Why do we need booster doses? The primary series of vaccines kick-starts the immune response by engaging lymphocytes, white blood cells that detect specific features of the pathogen to expand in numbers and become instructed to eliminate the pathogen. Most of these cells disappear over time, except for a small subset of cells that are kept by the body for future use. These “memory cells” are responsible for long-lasting immunity against a given pathogen.
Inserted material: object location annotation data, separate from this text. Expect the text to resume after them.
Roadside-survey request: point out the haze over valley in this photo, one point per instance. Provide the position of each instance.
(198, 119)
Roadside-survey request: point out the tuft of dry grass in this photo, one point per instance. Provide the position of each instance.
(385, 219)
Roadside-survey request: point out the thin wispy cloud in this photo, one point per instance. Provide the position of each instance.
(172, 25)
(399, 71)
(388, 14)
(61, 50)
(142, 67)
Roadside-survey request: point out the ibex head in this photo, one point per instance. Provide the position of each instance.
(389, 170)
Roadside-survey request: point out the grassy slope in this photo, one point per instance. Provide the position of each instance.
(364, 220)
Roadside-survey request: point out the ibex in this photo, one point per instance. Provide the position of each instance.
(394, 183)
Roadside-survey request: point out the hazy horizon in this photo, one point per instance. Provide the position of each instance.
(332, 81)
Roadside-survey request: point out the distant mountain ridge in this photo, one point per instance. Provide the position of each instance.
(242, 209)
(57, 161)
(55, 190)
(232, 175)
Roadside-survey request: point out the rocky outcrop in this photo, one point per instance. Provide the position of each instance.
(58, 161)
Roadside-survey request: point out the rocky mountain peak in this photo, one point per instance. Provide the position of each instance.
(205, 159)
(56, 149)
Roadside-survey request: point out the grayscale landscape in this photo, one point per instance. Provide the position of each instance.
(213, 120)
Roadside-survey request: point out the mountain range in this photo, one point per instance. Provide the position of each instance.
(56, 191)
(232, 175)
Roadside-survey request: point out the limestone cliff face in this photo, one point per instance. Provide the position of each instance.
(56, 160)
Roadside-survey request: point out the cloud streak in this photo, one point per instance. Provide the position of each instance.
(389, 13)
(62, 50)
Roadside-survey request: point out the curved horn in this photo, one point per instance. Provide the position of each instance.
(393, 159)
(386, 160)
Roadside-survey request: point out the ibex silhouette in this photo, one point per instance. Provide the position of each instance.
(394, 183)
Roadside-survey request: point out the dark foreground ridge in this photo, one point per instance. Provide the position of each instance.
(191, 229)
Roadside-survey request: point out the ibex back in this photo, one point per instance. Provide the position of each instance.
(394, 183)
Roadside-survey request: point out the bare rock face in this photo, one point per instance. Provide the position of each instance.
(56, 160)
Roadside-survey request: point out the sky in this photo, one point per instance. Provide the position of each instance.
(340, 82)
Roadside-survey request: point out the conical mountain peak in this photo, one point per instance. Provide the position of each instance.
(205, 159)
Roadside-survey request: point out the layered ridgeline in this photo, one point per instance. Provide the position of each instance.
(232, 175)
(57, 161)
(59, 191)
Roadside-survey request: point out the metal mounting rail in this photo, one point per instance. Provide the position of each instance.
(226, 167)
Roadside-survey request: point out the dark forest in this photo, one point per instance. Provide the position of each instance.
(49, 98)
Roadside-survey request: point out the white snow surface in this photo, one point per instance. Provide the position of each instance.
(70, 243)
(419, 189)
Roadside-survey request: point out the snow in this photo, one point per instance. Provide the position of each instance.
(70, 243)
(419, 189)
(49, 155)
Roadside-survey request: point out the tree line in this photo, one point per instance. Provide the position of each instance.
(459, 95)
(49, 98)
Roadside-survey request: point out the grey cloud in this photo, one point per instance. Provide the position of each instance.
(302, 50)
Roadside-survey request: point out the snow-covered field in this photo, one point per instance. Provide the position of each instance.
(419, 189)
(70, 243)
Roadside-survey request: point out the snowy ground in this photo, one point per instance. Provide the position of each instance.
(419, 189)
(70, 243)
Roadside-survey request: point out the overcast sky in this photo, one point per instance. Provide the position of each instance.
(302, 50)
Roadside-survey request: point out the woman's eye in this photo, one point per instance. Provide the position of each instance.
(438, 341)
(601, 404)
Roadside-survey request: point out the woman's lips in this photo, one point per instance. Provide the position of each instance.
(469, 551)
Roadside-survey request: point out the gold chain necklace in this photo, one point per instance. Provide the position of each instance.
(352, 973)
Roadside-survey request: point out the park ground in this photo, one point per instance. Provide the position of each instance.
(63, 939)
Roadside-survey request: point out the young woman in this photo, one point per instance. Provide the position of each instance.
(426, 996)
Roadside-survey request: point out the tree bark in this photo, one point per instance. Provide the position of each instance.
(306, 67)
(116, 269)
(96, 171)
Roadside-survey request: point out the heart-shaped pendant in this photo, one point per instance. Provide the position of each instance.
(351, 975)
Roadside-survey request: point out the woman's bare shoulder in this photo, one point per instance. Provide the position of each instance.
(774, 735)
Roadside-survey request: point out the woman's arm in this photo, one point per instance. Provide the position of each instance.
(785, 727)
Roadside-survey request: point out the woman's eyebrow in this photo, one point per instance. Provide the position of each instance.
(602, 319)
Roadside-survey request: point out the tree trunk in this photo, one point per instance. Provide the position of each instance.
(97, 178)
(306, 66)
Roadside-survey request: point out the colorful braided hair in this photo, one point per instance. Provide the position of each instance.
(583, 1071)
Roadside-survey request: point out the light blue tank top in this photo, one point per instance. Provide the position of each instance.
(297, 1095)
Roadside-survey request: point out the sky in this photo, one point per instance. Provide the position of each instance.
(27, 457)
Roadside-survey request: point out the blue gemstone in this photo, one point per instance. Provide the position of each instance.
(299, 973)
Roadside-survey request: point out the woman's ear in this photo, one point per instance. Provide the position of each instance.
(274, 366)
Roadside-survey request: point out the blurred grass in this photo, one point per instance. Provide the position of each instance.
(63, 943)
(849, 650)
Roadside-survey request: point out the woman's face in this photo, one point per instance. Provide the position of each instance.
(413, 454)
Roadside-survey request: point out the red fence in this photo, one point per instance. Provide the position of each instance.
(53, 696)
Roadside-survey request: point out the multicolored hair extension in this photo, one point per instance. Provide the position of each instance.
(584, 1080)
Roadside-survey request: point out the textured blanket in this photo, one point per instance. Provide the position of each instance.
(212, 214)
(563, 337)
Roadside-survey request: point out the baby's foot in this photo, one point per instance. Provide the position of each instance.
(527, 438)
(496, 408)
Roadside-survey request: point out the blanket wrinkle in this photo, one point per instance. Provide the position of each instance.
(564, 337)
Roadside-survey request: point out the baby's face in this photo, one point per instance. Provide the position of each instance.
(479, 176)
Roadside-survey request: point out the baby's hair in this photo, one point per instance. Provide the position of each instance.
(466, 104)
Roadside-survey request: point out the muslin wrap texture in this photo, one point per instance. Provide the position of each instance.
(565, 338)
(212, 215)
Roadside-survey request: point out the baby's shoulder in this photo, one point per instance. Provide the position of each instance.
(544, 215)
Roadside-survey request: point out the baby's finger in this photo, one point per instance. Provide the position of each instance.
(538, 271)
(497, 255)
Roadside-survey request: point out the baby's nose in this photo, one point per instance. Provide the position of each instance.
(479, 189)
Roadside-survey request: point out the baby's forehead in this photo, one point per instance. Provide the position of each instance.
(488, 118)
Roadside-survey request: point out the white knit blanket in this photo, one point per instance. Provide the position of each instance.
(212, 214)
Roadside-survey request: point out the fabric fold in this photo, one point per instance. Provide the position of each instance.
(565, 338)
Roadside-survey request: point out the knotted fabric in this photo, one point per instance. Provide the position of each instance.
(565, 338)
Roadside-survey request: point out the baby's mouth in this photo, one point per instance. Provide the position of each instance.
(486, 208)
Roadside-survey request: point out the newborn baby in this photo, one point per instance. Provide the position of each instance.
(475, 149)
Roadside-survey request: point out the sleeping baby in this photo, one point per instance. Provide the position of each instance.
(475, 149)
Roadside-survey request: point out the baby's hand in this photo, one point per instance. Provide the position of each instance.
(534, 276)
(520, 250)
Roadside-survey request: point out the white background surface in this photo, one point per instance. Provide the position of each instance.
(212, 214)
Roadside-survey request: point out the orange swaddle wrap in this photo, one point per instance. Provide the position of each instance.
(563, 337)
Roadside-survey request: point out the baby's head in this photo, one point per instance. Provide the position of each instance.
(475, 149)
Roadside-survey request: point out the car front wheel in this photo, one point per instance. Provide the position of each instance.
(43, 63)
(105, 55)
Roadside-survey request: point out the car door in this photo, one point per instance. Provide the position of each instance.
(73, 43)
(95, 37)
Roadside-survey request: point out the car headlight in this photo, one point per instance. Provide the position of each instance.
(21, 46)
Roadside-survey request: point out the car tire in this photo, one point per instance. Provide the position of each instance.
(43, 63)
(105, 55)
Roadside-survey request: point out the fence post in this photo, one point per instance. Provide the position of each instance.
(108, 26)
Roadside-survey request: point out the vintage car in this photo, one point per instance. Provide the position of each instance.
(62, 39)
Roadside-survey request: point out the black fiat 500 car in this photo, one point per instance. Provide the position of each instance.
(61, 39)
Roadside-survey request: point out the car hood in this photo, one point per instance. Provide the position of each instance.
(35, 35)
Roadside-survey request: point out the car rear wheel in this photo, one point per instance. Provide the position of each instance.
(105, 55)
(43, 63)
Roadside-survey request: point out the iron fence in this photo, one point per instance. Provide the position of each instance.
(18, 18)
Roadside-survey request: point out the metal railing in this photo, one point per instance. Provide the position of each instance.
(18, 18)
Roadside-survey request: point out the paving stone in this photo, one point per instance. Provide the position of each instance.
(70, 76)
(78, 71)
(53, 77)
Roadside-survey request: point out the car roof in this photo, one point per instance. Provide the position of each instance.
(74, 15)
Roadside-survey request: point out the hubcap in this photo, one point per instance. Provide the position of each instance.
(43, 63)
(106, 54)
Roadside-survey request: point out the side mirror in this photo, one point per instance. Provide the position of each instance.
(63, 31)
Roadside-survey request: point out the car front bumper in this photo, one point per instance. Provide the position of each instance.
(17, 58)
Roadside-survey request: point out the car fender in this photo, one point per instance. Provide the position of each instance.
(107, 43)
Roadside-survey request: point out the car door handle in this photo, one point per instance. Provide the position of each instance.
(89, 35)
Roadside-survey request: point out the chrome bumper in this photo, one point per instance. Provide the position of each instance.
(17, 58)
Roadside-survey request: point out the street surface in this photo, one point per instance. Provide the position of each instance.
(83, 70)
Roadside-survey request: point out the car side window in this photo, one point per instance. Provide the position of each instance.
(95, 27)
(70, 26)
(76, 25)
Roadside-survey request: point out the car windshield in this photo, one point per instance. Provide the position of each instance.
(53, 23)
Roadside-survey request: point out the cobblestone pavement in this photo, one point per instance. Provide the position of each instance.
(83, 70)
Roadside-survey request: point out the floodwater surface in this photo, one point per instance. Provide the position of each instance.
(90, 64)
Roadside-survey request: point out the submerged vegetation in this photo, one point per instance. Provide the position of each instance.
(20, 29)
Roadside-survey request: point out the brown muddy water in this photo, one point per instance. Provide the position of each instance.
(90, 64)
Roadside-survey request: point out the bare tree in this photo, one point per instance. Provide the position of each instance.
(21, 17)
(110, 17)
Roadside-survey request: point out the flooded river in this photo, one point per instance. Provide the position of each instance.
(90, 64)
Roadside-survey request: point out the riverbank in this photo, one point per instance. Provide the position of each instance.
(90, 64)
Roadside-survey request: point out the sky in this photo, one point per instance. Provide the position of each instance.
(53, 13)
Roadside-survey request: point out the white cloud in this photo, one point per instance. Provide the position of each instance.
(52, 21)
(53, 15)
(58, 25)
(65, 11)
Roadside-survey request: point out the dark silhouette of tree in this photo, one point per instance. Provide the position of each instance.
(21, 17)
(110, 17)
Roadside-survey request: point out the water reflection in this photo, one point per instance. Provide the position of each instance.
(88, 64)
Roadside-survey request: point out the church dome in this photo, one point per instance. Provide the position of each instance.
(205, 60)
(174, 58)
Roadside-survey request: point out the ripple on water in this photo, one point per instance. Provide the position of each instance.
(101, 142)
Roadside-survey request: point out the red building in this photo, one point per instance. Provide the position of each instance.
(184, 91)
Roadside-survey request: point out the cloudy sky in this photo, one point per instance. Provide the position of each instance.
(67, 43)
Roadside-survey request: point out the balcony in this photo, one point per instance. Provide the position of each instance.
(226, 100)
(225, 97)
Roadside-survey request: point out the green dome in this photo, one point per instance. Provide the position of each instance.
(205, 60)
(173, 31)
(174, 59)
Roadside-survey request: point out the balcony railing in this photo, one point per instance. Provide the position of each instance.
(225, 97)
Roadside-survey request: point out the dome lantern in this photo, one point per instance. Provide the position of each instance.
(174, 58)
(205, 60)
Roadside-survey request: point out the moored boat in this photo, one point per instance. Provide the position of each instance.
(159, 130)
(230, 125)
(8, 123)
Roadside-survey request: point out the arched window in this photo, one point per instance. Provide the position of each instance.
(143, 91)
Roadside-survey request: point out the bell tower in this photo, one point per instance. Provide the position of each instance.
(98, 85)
What boosters do is stimulate these memory lymphocytes to quickly expand in numbers and to produce even more effective defenders. The booster also selects for B cells that can secrete antibodies that are even better at binding and blocking virus infection and spread.
The primary series can be thought of as the high school for lymphocytes, where naïve cells receive basic instructions to learn about the pathogen. Boosters are like a college where lymphocytes are further educated to become more skilled and mature, to fight off future infections. Periodically, these college graduates need refreshers by more booster doses given later in life. This is the case for all vaccines. Booster doses provide the immune system the education it needs to prevent severe diseases from infections.
COVID-19 vaccines also need booster doses for the same reasons. We need to educate, maintain, and improve T and B cell responses to prevent severe disease. Boosters provide significant benefits to people who received the primary series in preventing hospitalization and death.